You perhaps already knew they stood for Alternating Current and Direct Current. You don't need to know even that really , but you DO need to know they are different, and one should not be used in place of the other (not entirely true, but best remembered that way).

There is a little potential for some confusion here too, because of the way PS can be named.

The mains input to the PS is always AC, hence some firms might call the whole range of types "AC Adaptors" including those that give a DC output. Some firms will use the term only for those that give an AC output.

Your device will be requiring a relatively low DC or AC voltage, it's important you know which. Mostly they require a PS with a DC output, but AC does occur too. Getting it wrong can destroy your device

 

Output Voltage (V)

Given in Volts (V), this needs to match as closely as possible what your device specifies. You may find a volt or two either way works too. If a little low, the device may not function correctly, but if it does, I would be happy with that.

If on the high side, it is likely that a little more heat will be produced in the device. This isn't usually a problem , but if the device hasn't been conservatively designed in that regard, it could be. So keep an eye on that if trying it out, and if it seems ok, try it over some hours too (supervised).

Aside from the heating risks, voltages more than a few volts high could destroy your device, quite possibly without any signs of heating beforehand.

 

Output Current (A, mA)

Given in Amps (A) or milli-Amps (mA). 1 Amp = 1000mA. mA is often used for currents around 1 Amp and below.

This needs to be rated higher than what your device requires. The current rating on a PS is what it could supply at maximum.
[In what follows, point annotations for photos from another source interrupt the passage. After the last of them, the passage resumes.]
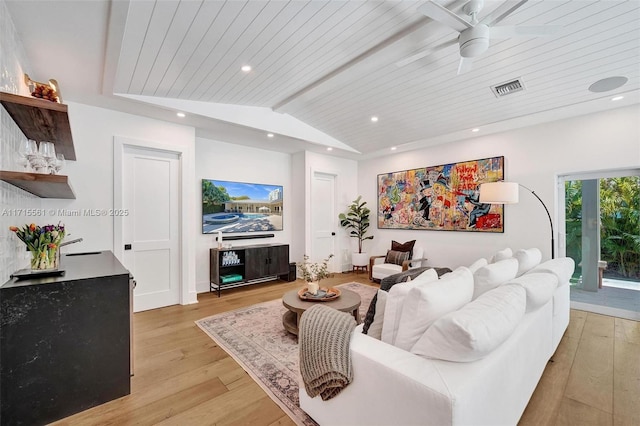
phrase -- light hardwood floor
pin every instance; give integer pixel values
(183, 378)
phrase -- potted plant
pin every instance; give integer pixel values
(357, 220)
(313, 272)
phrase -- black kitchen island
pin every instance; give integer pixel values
(65, 340)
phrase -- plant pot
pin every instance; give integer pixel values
(360, 259)
(44, 258)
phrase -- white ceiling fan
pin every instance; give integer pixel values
(475, 35)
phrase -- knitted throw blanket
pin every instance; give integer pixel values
(325, 363)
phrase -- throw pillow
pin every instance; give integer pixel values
(426, 303)
(502, 255)
(396, 257)
(408, 246)
(479, 327)
(527, 259)
(393, 309)
(493, 275)
(375, 329)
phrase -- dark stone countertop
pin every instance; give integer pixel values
(77, 267)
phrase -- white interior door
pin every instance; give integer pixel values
(150, 231)
(323, 219)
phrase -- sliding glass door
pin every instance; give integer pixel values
(600, 230)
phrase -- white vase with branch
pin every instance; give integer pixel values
(313, 272)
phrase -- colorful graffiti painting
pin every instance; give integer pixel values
(441, 198)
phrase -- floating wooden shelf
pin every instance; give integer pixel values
(41, 120)
(40, 185)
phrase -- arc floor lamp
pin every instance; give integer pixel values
(507, 193)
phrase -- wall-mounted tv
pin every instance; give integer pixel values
(240, 207)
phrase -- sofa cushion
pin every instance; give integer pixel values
(493, 275)
(527, 259)
(418, 253)
(501, 255)
(375, 329)
(396, 257)
(473, 331)
(426, 303)
(426, 276)
(539, 287)
(562, 268)
(478, 264)
(395, 304)
(408, 246)
(388, 282)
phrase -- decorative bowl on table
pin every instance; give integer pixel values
(323, 294)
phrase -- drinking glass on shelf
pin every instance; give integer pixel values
(21, 161)
(26, 149)
(48, 152)
(60, 162)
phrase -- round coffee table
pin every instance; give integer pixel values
(348, 301)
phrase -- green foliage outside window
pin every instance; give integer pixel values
(620, 225)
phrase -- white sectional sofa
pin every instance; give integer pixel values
(392, 386)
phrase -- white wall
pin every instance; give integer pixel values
(534, 157)
(224, 161)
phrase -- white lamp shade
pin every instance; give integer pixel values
(499, 193)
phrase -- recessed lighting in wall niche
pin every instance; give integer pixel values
(607, 84)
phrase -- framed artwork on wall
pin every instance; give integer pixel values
(441, 198)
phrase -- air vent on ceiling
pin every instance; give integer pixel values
(508, 88)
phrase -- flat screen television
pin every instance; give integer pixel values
(240, 207)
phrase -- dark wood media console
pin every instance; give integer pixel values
(239, 266)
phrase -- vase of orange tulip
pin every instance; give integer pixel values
(43, 242)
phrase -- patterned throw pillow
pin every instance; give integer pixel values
(396, 257)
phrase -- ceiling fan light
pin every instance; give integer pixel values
(474, 41)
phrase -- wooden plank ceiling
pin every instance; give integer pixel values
(332, 64)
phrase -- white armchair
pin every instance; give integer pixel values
(378, 269)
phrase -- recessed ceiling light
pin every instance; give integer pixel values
(609, 83)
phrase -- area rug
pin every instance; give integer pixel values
(255, 338)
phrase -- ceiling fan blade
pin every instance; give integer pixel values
(465, 65)
(443, 15)
(527, 31)
(424, 53)
(501, 12)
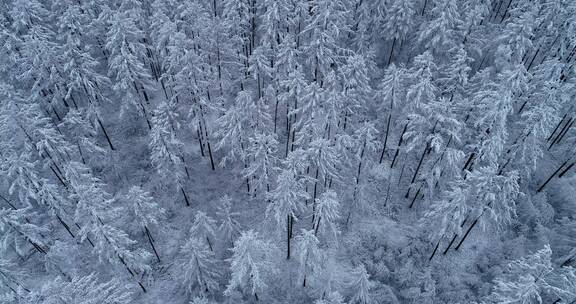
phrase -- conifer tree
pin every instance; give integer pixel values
(198, 272)
(250, 265)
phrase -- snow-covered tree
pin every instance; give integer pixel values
(82, 289)
(286, 200)
(204, 228)
(309, 255)
(145, 211)
(533, 279)
(197, 267)
(250, 265)
(326, 215)
(361, 286)
(229, 226)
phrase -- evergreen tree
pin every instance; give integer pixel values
(250, 265)
(285, 202)
(198, 267)
(309, 255)
(361, 285)
(204, 228)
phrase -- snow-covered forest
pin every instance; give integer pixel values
(287, 151)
The device will just draw what it needs. It's better that it isn't running your PS too near maximum for long periods though as the PS will probably heat up.

As a rule of thumb I'll go for a supply that is 1.2 - 1.5 times what the device needs

So if my device needed 800ma (0.8A), I would be looking for a PS with 1 - 1.2A (1000 - 1200mA).

 

Polarity

This is only a question with DC.

Getting this wrong is the prime cause of device destruction.

It isn't hard to get it right, once you know about these :

Positive Centre
Positive
Centre
The symbols Positive Centre
Negative
Centre

 

Apart from sometimes being almost illegibly moulded into plastic, symbols can vary a bit in design and orientation. It's important therefore, to look for how the + & - are connected to the centre and outer.

They are both used regularly, so don't try and guess. Look for them on your device and the PS, they must be the same.

General purpose PS often come with sets of interchangeable plugs, and an ability to swap the polarity with a plug and socket or a switch. Look for the symbol there too.